Lolit is a pure soul; if you need to name her equivalent you'll find her in Lino Brocka's masterwork Insiang. Both are innocents corrupted and betrayed by the big city both respond to that betrayal with the same purity of action (If I prefer the latter it's for Brocka's intense elegant simplicity). By film's end both employ their virtues--Insiang her beauty Lolit her spiced crab in coconut cream--to unexpected ends (Or is it unexpected? Tragedy classically structured is more inevitable than surprising). Nipsy for all her money and worldly wisdom seems towards the end a bit in awe of Lolit: Nipsy's long and varied life still has the possibility of heartbreak and pleasure and change; Lolit in a single gesture willingly throws all that away to express the unyielding--and inevitable--demands of her nature. Of if you like her flesh. 

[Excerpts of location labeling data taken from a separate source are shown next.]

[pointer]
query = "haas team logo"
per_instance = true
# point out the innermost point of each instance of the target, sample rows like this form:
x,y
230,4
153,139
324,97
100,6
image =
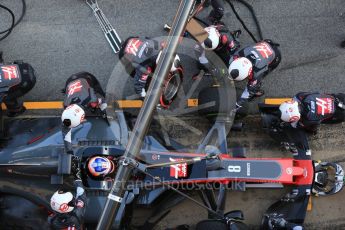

Expanded and revised from the original article, first published in Businessworld 9.13.02

10 comments:

Paolo Mien said...

Sino pala si Lolita de leon? Wala pa akong kilalang sexy actress na kagaya niya mula noong 2002

Noel Vera said...

Saan na siya ngayon? I wish I knew.

Paolo Mien said...

Halos 13 taon nang wala pa akong nababalitaan diyan sa kilalang sexy starlet na si Lolita de leon

Noel Vera said...

Ako rin.

Paolo Mien said...

Dati wala pa akong nakikita sa diyaryo sa sexy picture nitong sexy starlet na si Lolita de leon

Emerson roxas de castro said...

I like her

Paolo Mien said...

Ako rin

Unknown said...

Wow

Khalofkhals said...

Sir @noel vera may I know where can I watch the uncut version of the movie?

Noel Vera said...

I'm afraid I don't know. The Youtube version is cut. I see it might be available on iWantTFC.